Ultimately, what the pseudo-left thinks about jihadism or extreme Islamism does not matter, because the SWP is not, in fact, going to achieve its aim of establishing a revolutionary socialist society (a task which incidentally would put them in direct conflict with their allies du jour, the Muslim Brotherhood). They are they are not important, except to this extent:
– they are a vector for the mainstreaming of extreme Islamist views
– they are a diversion which paralyses liberal and left opinion; and
– their political movements are likely simply degenerate into unprincipled, populist and communalist adventures.
I disagree only with Will and SIAW’s terminology. I think that jihadists are “political” in the sense of being “ideological”. The level of interest in ideology will differ from level to level of course. The foot soldiers of fascist movements rarely engage with more than a shadow of the high theory of its “thinkers”. But perhaps I am using the word “political” incorrectly.
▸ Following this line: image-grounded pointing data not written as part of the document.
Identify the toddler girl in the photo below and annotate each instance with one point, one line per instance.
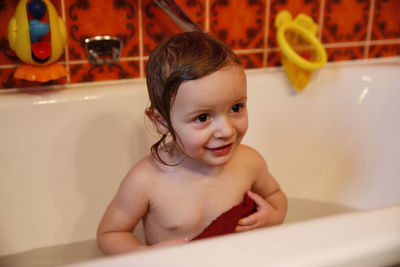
(198, 169)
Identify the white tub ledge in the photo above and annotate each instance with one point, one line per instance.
(364, 238)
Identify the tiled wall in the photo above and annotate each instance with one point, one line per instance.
(349, 29)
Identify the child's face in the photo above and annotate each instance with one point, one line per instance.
(209, 115)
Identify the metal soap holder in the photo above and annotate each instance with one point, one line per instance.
(103, 49)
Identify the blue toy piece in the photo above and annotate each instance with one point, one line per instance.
(37, 8)
(37, 29)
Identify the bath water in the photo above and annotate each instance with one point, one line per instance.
(299, 210)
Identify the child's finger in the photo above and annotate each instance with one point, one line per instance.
(260, 202)
(249, 220)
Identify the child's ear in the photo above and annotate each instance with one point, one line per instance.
(158, 120)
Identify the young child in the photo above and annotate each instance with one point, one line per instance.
(198, 169)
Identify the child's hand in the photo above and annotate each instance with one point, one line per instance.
(263, 216)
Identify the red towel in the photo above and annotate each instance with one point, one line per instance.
(226, 223)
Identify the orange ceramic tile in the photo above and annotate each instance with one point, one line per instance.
(345, 53)
(90, 73)
(345, 21)
(87, 18)
(8, 80)
(240, 24)
(308, 7)
(386, 24)
(252, 60)
(158, 26)
(391, 50)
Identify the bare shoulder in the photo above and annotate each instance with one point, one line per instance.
(140, 177)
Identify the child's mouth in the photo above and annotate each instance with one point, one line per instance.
(222, 150)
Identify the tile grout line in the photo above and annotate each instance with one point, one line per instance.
(141, 58)
(266, 33)
(66, 52)
(369, 28)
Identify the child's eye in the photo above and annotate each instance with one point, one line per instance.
(236, 108)
(202, 118)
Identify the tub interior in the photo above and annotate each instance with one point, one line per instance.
(333, 148)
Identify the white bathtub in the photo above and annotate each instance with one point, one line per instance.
(334, 148)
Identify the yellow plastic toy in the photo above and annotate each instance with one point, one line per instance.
(38, 36)
(302, 52)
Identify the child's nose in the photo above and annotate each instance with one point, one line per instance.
(224, 128)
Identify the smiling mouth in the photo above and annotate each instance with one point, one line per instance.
(222, 150)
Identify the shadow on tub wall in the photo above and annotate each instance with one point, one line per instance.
(106, 147)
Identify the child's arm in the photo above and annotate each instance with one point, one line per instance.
(271, 202)
(129, 206)
(114, 234)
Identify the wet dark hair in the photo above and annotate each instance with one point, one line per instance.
(182, 57)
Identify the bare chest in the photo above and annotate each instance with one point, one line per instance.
(185, 209)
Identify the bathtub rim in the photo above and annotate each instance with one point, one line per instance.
(59, 87)
(345, 244)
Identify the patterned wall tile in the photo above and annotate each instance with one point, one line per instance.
(345, 21)
(274, 59)
(391, 50)
(386, 23)
(89, 73)
(345, 53)
(252, 60)
(240, 24)
(158, 26)
(308, 7)
(87, 18)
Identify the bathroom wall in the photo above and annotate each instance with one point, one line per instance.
(349, 30)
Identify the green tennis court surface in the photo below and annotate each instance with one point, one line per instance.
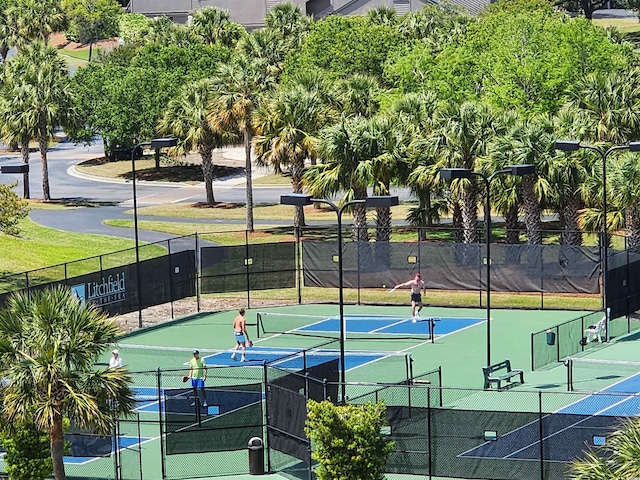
(382, 344)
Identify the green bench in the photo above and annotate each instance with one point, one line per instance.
(499, 372)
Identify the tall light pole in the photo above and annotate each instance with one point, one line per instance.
(574, 145)
(156, 143)
(301, 199)
(455, 173)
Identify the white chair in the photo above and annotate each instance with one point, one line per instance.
(599, 330)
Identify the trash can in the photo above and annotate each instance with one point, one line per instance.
(551, 337)
(256, 456)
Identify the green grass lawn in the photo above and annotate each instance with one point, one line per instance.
(38, 247)
(623, 24)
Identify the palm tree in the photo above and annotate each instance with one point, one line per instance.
(49, 344)
(388, 144)
(266, 45)
(186, 118)
(437, 25)
(39, 77)
(7, 31)
(239, 86)
(625, 178)
(416, 113)
(349, 152)
(287, 127)
(287, 19)
(358, 95)
(14, 100)
(532, 143)
(36, 19)
(611, 104)
(618, 458)
(461, 137)
(213, 26)
(382, 15)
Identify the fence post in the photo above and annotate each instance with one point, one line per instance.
(116, 447)
(170, 276)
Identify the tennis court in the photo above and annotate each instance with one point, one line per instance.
(428, 326)
(382, 344)
(569, 430)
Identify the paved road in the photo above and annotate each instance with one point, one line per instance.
(67, 184)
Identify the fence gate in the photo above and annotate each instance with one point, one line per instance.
(128, 444)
The jihadists are in any case certainly “perfectionists”, in a philosophical sense, and so – unlike the Muslim Brotherhood – they are not significantly interested in the day to day politics of compromise by which people achieve small goals. Rather they are revolutionaries, and are interested chiefly in strategy and tactics, which significantly rely on the twin weapons of murder and terror.
I am also certain that the relationship between the pseudo leftists and the jihadists does indeed operate something like this:
By refraining from a critique of the content of Islamist ideology, they remain indifferent to it, and render themselves incapable of doing anything but envying the jihadists for doing what they, not so very secretly, would like to do: giving up on the whole time-consuming, complicated, often disappointing and inadequate project of seeking social change through democratic political contestation, in favour of attempting an immediate, simple, satisfying leap into a new world run by a new elite (themselves), by way of the spectacular and overwelmingly violent destruction of the present world – including, if they happen to find it “necessary”, the deaths of bus and Tube passengers, schoolchildren, unemployed men seeking work, teenagers in bars and nightclubs, and anyone else who fails to share their vicious ideas.
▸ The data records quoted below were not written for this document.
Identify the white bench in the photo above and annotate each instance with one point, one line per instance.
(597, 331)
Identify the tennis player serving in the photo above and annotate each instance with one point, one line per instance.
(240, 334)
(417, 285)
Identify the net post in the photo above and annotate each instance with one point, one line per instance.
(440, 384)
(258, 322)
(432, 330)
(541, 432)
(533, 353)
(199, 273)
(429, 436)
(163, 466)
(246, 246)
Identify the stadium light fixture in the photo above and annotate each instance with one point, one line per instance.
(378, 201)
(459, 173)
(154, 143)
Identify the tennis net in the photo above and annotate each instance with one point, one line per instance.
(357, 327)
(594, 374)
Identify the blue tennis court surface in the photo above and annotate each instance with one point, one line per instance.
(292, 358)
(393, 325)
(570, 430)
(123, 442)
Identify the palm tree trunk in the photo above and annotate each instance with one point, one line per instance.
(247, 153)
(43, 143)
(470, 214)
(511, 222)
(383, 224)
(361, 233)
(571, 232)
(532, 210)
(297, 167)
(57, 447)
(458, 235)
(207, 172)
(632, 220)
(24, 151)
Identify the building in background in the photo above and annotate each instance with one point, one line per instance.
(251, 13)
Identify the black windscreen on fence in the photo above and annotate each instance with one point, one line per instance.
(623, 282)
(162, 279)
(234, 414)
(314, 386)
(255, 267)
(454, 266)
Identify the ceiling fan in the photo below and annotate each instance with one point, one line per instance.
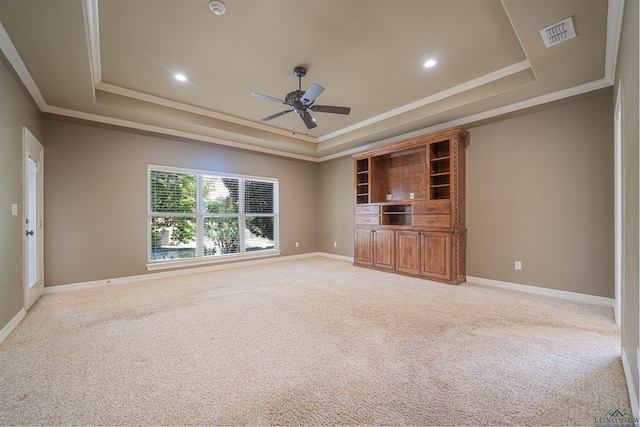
(302, 102)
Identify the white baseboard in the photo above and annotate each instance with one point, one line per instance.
(13, 323)
(573, 296)
(132, 279)
(633, 397)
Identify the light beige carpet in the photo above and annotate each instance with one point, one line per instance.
(309, 342)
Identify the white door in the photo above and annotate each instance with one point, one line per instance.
(33, 221)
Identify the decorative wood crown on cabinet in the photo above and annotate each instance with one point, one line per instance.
(410, 207)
But their theoretical, rather than emotional, position is that described by Chris Harman as “with the Islamists sometimes, with the State never“. That is their major theoretical justification for excusing terror.
Their official reasons for running this line are chiefly that they think it will help them to recruit “radical” (i.e. non mainstream) Islamists to their cause. They are, of course, completely deluded.
What would *you* rather do if you had “radical” ideas? Sell some papers and attend some trade union branch meeting or be a James Bond figure and a hero of your faith?